ITPS Maze2D — browser-side ACT & DP

What are you seeing?

A pretrained robot policy planning through a maze. The red dot is the agent, and the colored trails are possible futures.

Why this is cool: Your sketch steers the policy live at inference time—without retraining it.

Try it

Explore: Leave “unconditional rollouts” selected and move the red dot to preview different futures.

Sketch a guide: Choose a sketch-conditioned method, then click and drag from the red dot to draw a desired path.

DP ACT

Loading model…

Red dot: agent Rainbow trails: predicted futures Pale trails: wall collisions

Batch size: 8 DDIM steps: 4

Sketch alignment method:

What do the policies and controls mean?

ACT vs. DP: ACT predicts action chunks directly. DP samples trajectories through diffusion; in this demo it tends to produce more varied, collision-free possibilities.

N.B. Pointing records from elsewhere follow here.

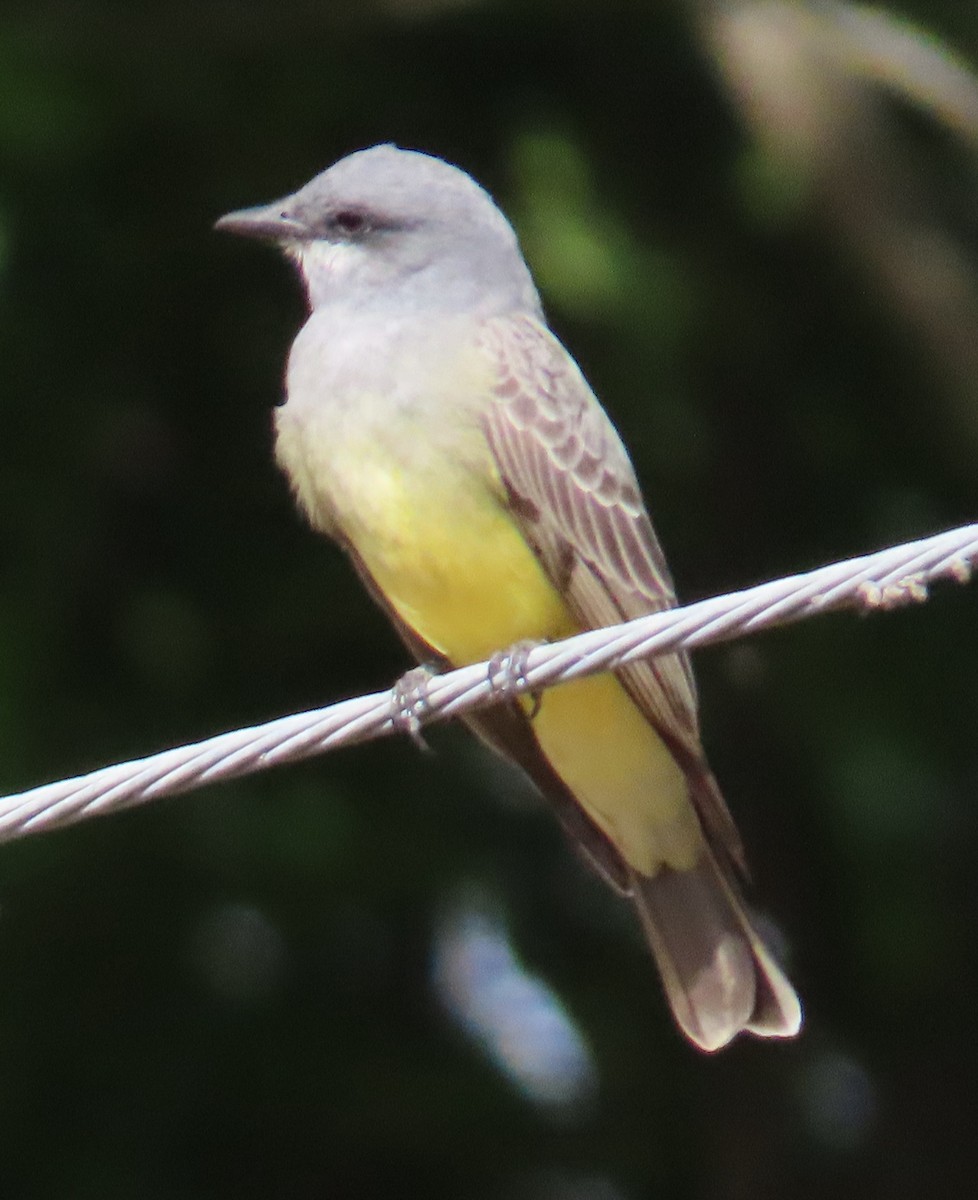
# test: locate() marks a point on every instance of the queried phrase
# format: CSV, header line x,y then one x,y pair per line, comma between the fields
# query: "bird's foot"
x,y
508,673
409,705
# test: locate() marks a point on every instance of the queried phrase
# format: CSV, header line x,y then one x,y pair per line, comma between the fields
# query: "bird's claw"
x,y
508,672
409,705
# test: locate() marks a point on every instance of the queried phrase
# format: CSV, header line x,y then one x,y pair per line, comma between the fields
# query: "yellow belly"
x,y
463,577
449,557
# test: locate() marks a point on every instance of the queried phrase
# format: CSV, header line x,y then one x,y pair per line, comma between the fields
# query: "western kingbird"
x,y
441,433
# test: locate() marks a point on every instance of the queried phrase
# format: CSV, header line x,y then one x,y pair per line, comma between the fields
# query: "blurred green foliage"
x,y
231,994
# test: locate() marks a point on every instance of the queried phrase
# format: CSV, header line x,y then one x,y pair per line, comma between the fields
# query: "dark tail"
x,y
719,976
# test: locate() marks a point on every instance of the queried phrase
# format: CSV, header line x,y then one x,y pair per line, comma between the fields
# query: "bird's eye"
x,y
349,222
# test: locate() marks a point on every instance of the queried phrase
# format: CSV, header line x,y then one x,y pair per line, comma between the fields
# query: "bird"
x,y
438,431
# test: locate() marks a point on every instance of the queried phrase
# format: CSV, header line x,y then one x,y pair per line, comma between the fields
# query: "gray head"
x,y
387,228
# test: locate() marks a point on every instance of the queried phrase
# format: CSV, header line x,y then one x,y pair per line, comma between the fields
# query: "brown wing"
x,y
569,481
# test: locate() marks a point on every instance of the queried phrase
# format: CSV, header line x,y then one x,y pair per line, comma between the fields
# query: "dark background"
x,y
263,989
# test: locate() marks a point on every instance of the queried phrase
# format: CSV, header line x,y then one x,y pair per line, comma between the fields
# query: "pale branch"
x,y
880,581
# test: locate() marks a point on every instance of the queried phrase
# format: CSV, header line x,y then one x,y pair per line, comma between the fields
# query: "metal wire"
x,y
880,581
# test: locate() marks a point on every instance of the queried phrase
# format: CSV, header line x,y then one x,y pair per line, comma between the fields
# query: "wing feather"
x,y
571,486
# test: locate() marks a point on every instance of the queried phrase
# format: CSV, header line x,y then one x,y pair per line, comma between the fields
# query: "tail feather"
x,y
719,976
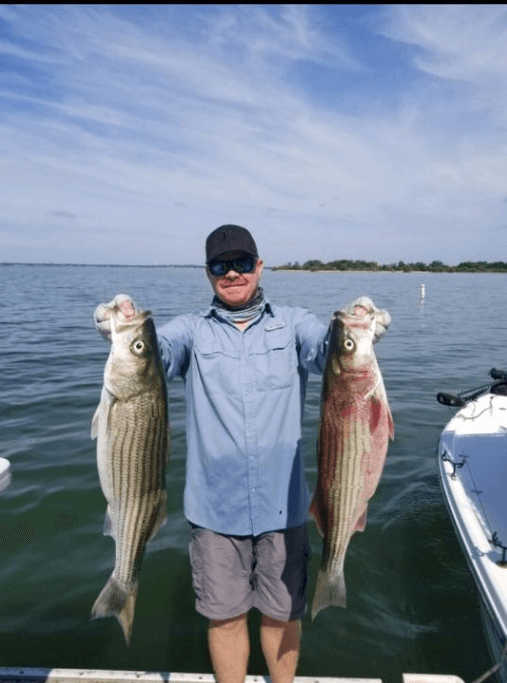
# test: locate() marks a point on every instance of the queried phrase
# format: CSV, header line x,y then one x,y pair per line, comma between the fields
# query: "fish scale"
x,y
354,431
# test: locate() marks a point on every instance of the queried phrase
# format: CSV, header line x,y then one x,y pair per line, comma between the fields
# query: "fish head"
x,y
134,355
351,343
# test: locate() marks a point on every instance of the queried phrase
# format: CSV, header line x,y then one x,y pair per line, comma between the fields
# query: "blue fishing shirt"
x,y
245,391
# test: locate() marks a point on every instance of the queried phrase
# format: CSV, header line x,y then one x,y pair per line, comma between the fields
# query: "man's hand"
x,y
365,305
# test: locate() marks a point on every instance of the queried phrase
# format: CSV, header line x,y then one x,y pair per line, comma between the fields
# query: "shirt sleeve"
x,y
175,341
312,338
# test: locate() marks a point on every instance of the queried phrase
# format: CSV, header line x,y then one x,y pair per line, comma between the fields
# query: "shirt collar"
x,y
208,312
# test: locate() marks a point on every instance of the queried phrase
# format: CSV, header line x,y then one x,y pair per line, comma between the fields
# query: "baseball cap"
x,y
229,238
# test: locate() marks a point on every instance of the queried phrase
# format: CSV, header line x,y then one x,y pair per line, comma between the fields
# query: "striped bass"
x,y
131,429
354,431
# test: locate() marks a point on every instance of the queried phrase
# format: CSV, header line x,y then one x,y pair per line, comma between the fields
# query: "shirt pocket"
x,y
217,367
275,360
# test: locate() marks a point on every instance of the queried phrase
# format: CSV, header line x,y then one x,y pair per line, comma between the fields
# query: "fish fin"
x,y
114,601
95,423
161,517
108,524
361,522
391,424
103,409
330,590
315,513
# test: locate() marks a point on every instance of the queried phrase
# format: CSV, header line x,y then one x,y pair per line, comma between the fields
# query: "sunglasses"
x,y
239,265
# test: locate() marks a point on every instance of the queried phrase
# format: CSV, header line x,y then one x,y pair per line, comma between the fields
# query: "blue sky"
x,y
377,132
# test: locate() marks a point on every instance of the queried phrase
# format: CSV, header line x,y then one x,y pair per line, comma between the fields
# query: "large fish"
x,y
355,427
131,428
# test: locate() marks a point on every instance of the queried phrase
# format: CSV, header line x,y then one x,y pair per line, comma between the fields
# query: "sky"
x,y
375,132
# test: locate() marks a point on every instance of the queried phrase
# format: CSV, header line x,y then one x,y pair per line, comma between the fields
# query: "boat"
x,y
5,473
472,466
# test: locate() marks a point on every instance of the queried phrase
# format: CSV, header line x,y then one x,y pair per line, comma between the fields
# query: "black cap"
x,y
229,238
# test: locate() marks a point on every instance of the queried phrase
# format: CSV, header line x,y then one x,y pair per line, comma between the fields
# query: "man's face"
x,y
236,289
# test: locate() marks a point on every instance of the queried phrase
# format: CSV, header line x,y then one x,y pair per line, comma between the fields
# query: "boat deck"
x,y
35,675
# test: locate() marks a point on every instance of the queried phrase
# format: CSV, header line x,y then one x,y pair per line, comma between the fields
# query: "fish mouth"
x,y
126,316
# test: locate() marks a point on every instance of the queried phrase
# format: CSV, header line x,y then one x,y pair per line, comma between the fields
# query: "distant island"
x,y
400,267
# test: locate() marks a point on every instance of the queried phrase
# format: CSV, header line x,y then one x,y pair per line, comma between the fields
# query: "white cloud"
x,y
138,120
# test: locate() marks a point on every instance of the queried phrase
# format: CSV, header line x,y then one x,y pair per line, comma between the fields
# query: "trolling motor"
x,y
459,400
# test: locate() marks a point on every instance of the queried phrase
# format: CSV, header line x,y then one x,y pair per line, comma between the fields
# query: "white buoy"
x,y
5,474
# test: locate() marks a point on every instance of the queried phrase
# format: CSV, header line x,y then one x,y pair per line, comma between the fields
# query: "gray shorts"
x,y
232,574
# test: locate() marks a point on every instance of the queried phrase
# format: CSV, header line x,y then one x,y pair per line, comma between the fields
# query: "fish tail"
x,y
330,590
115,601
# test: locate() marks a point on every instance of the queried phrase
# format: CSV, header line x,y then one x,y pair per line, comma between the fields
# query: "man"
x,y
245,363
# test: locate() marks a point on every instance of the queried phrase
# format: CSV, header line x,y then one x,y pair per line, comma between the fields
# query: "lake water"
x,y
412,605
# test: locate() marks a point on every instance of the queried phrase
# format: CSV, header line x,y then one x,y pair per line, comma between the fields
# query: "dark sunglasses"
x,y
239,265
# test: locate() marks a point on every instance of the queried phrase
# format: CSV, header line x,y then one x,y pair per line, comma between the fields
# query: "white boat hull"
x,y
472,462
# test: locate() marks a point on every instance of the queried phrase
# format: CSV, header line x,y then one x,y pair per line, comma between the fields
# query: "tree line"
x,y
401,266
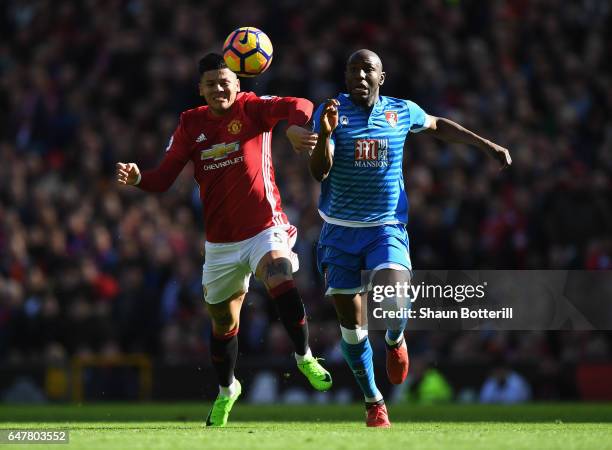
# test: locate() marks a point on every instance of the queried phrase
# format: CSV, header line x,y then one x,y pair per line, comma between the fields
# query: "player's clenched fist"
x,y
127,173
329,116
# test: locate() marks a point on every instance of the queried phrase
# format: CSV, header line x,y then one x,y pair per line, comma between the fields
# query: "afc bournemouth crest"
x,y
391,117
234,127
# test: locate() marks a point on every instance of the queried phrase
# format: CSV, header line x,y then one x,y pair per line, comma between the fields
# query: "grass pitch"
x,y
172,426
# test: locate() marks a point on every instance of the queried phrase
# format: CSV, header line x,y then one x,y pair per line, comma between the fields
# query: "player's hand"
x,y
127,173
329,116
302,140
500,153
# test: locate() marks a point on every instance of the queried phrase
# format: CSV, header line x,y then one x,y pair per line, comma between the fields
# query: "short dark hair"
x,y
212,61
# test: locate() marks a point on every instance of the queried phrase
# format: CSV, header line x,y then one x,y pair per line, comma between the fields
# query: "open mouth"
x,y
360,90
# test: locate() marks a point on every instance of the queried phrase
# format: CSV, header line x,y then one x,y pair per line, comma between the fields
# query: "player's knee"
x,y
277,272
279,283
224,326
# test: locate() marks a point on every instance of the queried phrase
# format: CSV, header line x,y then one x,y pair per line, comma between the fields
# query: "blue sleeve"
x,y
316,119
316,124
418,117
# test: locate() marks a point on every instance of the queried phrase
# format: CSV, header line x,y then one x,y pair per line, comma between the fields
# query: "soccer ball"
x,y
247,51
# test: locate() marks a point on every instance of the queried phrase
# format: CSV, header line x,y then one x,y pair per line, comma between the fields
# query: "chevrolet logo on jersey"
x,y
219,151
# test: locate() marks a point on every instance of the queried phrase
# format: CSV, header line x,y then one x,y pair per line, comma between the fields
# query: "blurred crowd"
x,y
88,266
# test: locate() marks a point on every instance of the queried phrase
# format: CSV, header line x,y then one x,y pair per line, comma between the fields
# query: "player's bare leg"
x,y
225,317
358,354
275,271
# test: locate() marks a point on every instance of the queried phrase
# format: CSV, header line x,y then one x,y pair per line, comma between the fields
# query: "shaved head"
x,y
365,55
364,77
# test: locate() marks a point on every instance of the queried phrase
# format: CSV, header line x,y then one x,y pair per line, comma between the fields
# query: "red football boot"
x,y
376,416
397,362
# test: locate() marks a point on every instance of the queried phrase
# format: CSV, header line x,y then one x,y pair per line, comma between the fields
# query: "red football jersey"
x,y
232,163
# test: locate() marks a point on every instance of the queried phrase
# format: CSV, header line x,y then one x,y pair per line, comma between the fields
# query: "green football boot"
x,y
217,417
319,378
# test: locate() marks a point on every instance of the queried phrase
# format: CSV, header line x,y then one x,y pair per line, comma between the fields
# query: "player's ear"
x,y
201,87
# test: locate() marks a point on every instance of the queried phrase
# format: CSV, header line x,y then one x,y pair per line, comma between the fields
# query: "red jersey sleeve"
x,y
177,155
270,110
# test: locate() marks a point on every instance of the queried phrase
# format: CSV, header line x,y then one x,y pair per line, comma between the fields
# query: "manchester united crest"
x,y
391,117
234,127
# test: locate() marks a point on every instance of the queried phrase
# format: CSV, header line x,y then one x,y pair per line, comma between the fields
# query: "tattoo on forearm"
x,y
278,267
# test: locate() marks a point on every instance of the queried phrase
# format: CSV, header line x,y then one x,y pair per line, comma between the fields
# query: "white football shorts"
x,y
228,266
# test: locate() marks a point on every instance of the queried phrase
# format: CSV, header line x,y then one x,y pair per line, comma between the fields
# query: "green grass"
x,y
172,426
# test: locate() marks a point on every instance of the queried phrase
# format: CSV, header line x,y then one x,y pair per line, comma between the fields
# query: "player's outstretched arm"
x,y
321,159
156,180
450,131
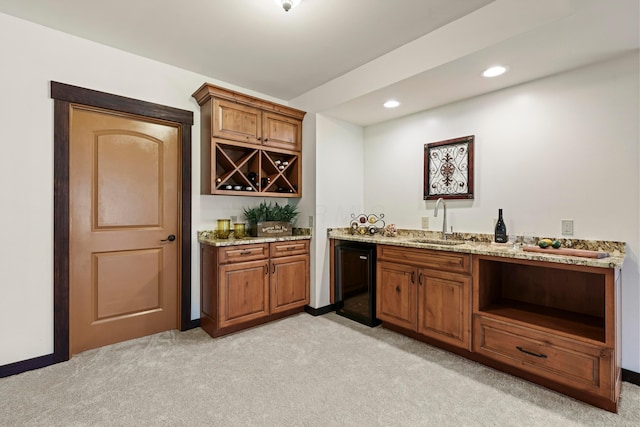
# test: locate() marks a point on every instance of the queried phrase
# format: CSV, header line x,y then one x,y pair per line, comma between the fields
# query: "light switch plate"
x,y
425,222
567,227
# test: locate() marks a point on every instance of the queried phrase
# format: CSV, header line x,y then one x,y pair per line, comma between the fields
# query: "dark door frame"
x,y
64,95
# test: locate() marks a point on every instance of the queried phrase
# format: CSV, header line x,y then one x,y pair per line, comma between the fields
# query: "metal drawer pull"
x,y
541,355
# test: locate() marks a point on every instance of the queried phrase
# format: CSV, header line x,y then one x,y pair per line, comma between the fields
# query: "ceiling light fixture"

Sketch methods: The dropdown compares post-hoc ranking, biased initialization, guided diffusion, and stochastic sampling. Available methods depend on the selected policy.

Batch size: How many futures are sampled per frame. Larger batches look richer but run more slowly.

DDIM steps: DP denoising iterations per frame. More steps refine the samples but take longer; the paper uses 10.